Novembre 2.007: TGV sans freins
La profondeur de la crise européenne du porc obéit principalement
à l'augmentation exagérée de l'offre, année après
année, lors des derniers exercices.
Pour essayer de résoudre la présente crise quelques mesures ont
été prises : en premier lieu l'UE a décidé de mettre
en place une opération de stockage privé d’une ampleur de
100.000 T. Cette semaine, une fois constaté qu'une fois 85.000 T effectivement
contractualisées, le marché ne réagissait pas, on a suspendu
cette opération pour mettre en œuvre des restitutions à l'exportation
(des subventions pour toute la viande exportée en dehors du territoire
communautaire). Les restitutions présentent l'avantage de favoriser l'exportation
(cette viande quitte l'Europe pour ne pas y revenir) et sont devenues nécessaires
pour :
- compenser le déséquilibre issu du naufrage du dollar (si la devise
américaine est très bon marché, la viande exportée
des pays de cette zone dollar devient plus attractive).
- "désembourber" le marché interne de l'UE.
La réalité est têtue : malgré le succès relatif
de l'opération de stock (l'Espagne a été à la tête
de cette opération, avec des contrats qui dépassent un total 16.000
T) le marché européen est resté ancré, imperturbablement,
dans la zone basse.
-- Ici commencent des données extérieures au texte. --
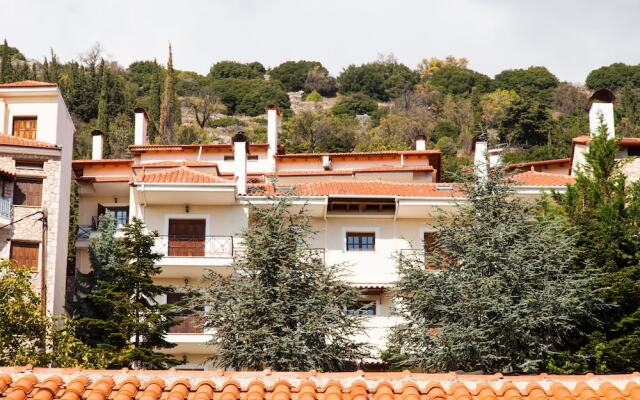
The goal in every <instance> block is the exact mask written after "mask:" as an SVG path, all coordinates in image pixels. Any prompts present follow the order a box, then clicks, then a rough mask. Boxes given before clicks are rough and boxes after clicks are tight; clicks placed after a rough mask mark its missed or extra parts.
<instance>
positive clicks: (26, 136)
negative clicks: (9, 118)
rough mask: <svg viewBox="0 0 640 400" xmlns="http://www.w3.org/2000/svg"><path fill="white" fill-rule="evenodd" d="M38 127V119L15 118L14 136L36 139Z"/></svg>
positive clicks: (13, 128) (27, 118) (25, 117)
mask: <svg viewBox="0 0 640 400" xmlns="http://www.w3.org/2000/svg"><path fill="white" fill-rule="evenodd" d="M37 125H38V117H13V136H18V137H21V138H25V139H35V138H36V128H37Z"/></svg>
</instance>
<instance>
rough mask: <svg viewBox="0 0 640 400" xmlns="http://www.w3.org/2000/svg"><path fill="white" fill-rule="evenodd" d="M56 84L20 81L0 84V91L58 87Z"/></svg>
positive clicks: (50, 83)
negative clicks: (45, 87) (7, 88)
mask: <svg viewBox="0 0 640 400" xmlns="http://www.w3.org/2000/svg"><path fill="white" fill-rule="evenodd" d="M56 86H57V85H56V84H55V83H49V82H41V81H20V82H11V83H2V84H0V89H4V88H33V87H56Z"/></svg>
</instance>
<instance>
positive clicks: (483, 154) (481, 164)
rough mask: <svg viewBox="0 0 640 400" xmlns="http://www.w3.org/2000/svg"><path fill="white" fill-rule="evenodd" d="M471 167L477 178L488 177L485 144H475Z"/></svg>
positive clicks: (487, 170) (486, 159)
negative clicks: (472, 165) (477, 177)
mask: <svg viewBox="0 0 640 400" xmlns="http://www.w3.org/2000/svg"><path fill="white" fill-rule="evenodd" d="M473 167H474V168H473V169H474V171H475V173H476V176H477V177H478V178H480V179H486V178H487V177H488V174H489V168H488V167H489V166H488V160H487V142H481V141H477V142H476V148H475V151H474V154H473Z"/></svg>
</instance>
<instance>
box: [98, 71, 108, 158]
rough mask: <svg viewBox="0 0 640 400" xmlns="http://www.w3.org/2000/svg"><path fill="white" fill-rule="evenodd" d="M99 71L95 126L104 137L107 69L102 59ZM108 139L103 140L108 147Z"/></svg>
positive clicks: (106, 103) (105, 109)
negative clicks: (99, 91) (96, 110)
mask: <svg viewBox="0 0 640 400" xmlns="http://www.w3.org/2000/svg"><path fill="white" fill-rule="evenodd" d="M100 71H102V77H101V78H100V100H99V101H98V120H97V122H96V128H97V129H98V130H100V131H102V133H104V135H105V137H106V138H108V137H109V115H108V113H107V106H108V101H109V100H108V97H107V96H108V94H107V91H108V89H109V88H108V74H109V72H108V70H107V68H106V66H105V64H104V59H102V61H101V62H100ZM108 143H109V140H105V144H107V147H108ZM104 153H105V156H107V157H108V155H109V154H110V151H109V148H106V149H104Z"/></svg>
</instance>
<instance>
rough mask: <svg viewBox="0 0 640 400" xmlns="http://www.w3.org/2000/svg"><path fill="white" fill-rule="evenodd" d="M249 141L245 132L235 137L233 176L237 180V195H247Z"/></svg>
mask: <svg viewBox="0 0 640 400" xmlns="http://www.w3.org/2000/svg"><path fill="white" fill-rule="evenodd" d="M248 148H249V141H248V140H247V137H246V136H245V134H244V132H239V133H237V134H236V135H235V136H234V137H233V164H234V165H233V176H234V177H235V178H236V188H237V193H238V194H241V195H244V194H247V149H248Z"/></svg>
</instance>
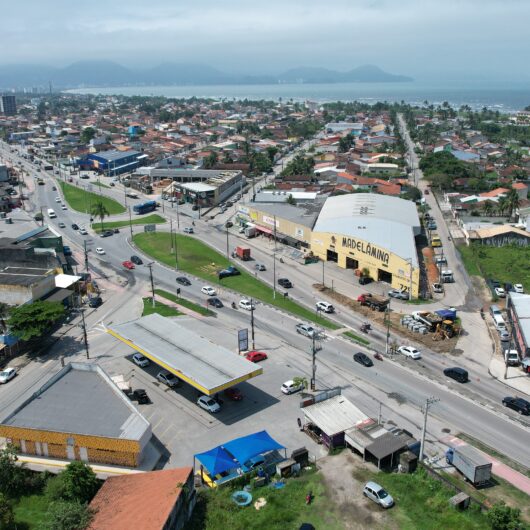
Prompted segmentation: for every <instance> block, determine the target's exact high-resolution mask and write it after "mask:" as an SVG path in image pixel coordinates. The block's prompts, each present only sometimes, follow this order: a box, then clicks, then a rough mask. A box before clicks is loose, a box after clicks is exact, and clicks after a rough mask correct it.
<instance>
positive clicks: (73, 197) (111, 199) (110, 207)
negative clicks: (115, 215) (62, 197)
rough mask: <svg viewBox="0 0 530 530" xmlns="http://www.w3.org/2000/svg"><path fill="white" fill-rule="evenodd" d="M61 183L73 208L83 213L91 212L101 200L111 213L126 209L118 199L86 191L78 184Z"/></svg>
mask: <svg viewBox="0 0 530 530" xmlns="http://www.w3.org/2000/svg"><path fill="white" fill-rule="evenodd" d="M59 185H60V186H61V189H62V191H63V194H64V198H65V199H66V202H67V203H68V205H69V206H70V208H72V210H76V211H78V212H82V213H90V210H91V209H92V206H93V205H94V204H97V203H98V202H101V203H102V204H103V206H105V208H106V209H107V211H108V212H109V215H116V214H119V213H124V212H125V211H126V210H125V206H123V204H120V203H119V202H118V201H115V200H114V199H111V198H109V197H105V196H104V195H99V194H98V193H92V192H91V191H86V190H84V189H82V188H78V187H77V186H72V185H71V184H67V183H66V182H59Z"/></svg>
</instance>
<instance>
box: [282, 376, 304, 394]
mask: <svg viewBox="0 0 530 530" xmlns="http://www.w3.org/2000/svg"><path fill="white" fill-rule="evenodd" d="M303 389H304V385H303V384H302V383H299V384H295V382H294V381H293V380H292V379H289V381H285V383H284V384H283V385H282V387H281V390H282V392H283V393H284V394H287V395H289V394H294V393H295V392H300V390H303Z"/></svg>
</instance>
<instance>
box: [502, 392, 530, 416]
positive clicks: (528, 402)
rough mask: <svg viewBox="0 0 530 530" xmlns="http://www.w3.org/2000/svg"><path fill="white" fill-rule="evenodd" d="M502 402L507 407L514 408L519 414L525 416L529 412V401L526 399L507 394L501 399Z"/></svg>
mask: <svg viewBox="0 0 530 530" xmlns="http://www.w3.org/2000/svg"><path fill="white" fill-rule="evenodd" d="M502 404H503V405H504V406H505V407H508V408H509V409H513V410H516V411H517V412H519V414H524V415H525V416H528V415H529V414H530V401H526V399H523V398H518V397H511V396H508V397H505V398H504V399H503V400H502Z"/></svg>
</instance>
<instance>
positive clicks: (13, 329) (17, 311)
mask: <svg viewBox="0 0 530 530" xmlns="http://www.w3.org/2000/svg"><path fill="white" fill-rule="evenodd" d="M63 316H64V306H63V304H62V303H61V302H43V301H41V300H39V301H37V302H33V303H31V304H24V305H21V306H18V307H14V308H13V309H12V310H11V312H10V315H9V320H8V321H7V325H8V328H9V331H10V333H11V334H13V335H15V337H18V338H19V339H21V340H30V339H33V338H37V337H41V336H42V335H43V334H44V333H45V332H46V331H49V330H50V328H51V327H52V326H53V325H54V324H55V323H56V322H57V321H58V320H59V319H61V318H62V317H63Z"/></svg>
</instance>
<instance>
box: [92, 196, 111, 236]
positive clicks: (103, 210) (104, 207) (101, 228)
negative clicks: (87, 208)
mask: <svg viewBox="0 0 530 530" xmlns="http://www.w3.org/2000/svg"><path fill="white" fill-rule="evenodd" d="M90 213H91V214H92V215H93V216H94V217H99V220H100V222H101V231H103V219H105V217H108V216H109V215H110V214H109V211H108V210H107V208H106V207H105V205H104V204H103V203H102V202H101V201H100V202H97V203H96V204H94V205H93V206H92V210H90Z"/></svg>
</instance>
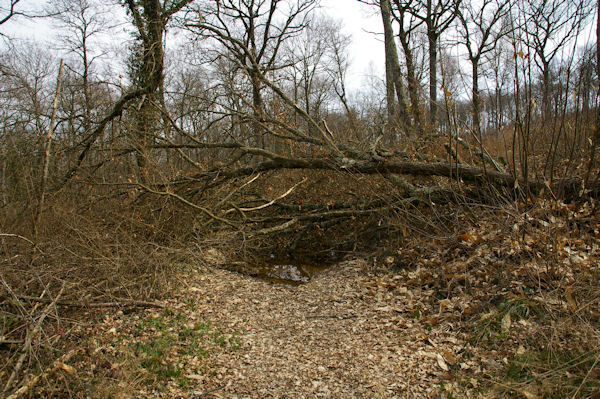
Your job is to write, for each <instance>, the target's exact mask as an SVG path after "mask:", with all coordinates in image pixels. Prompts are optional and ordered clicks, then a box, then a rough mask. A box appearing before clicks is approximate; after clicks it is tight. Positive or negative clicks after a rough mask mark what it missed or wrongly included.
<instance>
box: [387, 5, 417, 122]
mask: <svg viewBox="0 0 600 399" xmlns="http://www.w3.org/2000/svg"><path fill="white" fill-rule="evenodd" d="M380 8H381V18H382V20H383V32H384V41H385V71H386V73H385V76H386V94H387V96H388V101H390V100H393V91H394V90H395V91H396V96H397V97H398V110H397V111H398V116H399V117H400V119H401V120H402V122H403V123H405V124H406V125H407V126H410V125H411V122H410V117H409V113H408V102H407V101H406V90H405V89H404V83H402V71H401V70H400V62H399V61H398V51H397V49H396V43H395V41H394V31H393V30H392V20H391V14H390V8H391V7H390V0H381V3H380ZM390 80H391V83H390ZM390 97H391V98H390ZM388 114H392V115H393V114H394V111H393V110H392V111H390V102H388Z"/></svg>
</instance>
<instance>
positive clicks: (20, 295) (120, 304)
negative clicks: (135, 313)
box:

Nous verrons si les restitutions se révèlent
plus efficaces.
Nous croyons que la véritable solution à la crise actuelle (profonde,
persistante, handicapante et très grave) peut seulement venir d'une réduction
substantielle du cheptel européen. L'augmentation constante et soutenue
de la production de ces dernières années donne l’impression
d’un TGV emballé qui ne peut freiner sur 100 ou 200 mètres.
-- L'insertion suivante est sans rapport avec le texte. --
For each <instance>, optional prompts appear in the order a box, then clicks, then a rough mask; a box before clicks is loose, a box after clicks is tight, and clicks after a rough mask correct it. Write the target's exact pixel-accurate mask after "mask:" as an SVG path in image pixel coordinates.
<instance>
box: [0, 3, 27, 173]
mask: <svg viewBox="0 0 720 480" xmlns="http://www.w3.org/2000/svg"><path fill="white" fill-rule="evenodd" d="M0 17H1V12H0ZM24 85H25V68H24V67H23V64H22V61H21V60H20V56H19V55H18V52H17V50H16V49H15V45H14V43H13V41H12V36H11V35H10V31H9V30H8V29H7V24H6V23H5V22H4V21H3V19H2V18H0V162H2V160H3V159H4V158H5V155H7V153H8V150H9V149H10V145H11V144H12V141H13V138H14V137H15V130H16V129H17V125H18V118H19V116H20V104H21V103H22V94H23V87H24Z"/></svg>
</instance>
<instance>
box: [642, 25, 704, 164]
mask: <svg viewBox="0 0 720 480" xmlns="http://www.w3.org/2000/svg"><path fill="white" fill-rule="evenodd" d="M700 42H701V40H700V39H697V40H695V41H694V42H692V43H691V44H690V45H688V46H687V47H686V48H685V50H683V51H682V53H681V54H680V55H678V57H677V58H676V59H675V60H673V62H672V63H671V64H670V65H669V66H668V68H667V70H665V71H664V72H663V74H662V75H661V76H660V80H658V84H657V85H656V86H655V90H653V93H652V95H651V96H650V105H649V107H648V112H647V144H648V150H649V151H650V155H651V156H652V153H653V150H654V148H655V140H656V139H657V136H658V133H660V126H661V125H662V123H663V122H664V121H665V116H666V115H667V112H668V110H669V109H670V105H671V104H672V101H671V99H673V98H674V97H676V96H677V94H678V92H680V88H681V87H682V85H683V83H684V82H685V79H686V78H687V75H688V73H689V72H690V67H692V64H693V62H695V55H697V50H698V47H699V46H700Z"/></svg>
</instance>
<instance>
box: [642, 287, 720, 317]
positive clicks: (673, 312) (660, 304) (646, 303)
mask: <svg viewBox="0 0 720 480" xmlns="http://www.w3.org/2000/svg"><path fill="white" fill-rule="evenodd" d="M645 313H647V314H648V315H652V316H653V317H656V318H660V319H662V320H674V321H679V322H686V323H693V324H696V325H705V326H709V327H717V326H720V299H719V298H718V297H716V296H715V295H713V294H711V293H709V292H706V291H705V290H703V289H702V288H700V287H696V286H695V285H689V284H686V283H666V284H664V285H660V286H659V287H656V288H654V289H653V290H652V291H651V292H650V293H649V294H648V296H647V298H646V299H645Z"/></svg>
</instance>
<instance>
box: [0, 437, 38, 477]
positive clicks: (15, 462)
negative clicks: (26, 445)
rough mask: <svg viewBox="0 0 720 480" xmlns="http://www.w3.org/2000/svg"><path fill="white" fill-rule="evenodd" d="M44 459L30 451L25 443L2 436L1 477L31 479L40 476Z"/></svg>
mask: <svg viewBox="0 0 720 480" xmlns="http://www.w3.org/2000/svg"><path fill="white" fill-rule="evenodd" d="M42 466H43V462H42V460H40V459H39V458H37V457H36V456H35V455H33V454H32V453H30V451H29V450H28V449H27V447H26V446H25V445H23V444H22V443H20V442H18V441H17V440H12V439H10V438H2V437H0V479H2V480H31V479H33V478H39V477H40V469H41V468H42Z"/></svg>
En l’absence d’incidents touchant d’autres viandes (comme ce
fut le cas avec la grippe aviaire ou la fièvre aphteuse en Angleterre etc..),
il ne reste pas d'autre solution que d'adapter l'offre à la demande.
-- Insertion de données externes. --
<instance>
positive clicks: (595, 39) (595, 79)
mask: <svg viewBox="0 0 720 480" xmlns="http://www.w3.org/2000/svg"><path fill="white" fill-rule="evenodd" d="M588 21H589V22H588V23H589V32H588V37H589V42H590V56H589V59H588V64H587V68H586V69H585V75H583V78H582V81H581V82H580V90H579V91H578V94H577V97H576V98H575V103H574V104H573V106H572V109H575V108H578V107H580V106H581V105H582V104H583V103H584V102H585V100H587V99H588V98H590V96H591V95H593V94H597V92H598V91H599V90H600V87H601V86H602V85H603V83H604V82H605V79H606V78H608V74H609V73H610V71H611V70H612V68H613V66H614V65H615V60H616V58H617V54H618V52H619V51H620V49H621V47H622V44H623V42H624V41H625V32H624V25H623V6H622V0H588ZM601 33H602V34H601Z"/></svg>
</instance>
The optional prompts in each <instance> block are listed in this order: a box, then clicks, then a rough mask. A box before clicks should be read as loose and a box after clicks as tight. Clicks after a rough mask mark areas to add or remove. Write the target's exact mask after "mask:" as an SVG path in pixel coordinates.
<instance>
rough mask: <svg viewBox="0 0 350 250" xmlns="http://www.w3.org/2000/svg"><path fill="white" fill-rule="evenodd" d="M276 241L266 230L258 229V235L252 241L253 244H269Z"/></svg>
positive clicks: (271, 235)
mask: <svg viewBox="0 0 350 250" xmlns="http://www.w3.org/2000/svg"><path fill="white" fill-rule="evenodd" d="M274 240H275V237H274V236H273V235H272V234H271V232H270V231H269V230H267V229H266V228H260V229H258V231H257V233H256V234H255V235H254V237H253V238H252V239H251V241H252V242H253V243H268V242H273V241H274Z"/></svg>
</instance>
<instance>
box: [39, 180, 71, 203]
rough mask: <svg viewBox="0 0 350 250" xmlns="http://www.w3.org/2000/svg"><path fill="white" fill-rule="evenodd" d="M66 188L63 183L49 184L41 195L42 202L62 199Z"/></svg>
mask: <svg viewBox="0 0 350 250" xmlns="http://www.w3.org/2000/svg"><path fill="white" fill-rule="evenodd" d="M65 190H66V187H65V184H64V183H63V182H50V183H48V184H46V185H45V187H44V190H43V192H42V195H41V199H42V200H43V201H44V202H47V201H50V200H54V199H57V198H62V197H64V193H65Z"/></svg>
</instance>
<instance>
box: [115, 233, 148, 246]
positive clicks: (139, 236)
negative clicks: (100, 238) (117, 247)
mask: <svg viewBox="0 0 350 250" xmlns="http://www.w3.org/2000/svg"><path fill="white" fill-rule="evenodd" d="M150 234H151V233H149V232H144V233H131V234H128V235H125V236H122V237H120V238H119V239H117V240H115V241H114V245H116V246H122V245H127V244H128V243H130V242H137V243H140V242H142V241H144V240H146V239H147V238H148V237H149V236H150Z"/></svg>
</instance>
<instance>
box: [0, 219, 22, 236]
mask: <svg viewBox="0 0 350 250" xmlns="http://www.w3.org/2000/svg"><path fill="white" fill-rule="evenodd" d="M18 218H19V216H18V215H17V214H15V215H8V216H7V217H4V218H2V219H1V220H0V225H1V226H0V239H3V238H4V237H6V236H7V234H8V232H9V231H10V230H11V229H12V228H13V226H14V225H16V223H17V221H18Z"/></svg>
Les deux dernières hausses du Mercolleida doivent être interprétées
avec une grande prudence: il est certain que l'offre semble moins écrasante
mais il n'est pas moins certain que la fin de décembre est truffée
de fêtes. Il est certain que le prix minimal est maintenant derrière
nous mais il n'est pas moins certain que la véritable réaction à
la hausse reste encore lointaine.
Comme nous l'avons manifesté à d'autres occasions, la réaction
de notre marché peut seulement être durable et se confirmer si le
reste des places européennes suit, ce qui n'est pas le cas pour l'instant.
Nous verrons si les froids de l'hiver et la rentrée de janvier peuvent
aider.
Nous sommes convaincus que le scénario d'avril - mai sera complètement
différent : l'offre devrait manquer et les prix atteindre des positions
jusqu'à des niveaux record.
Espérons que ces prévisions se confirment.
Chaque fois qu'il a plu, il a cessé de pleuvoir.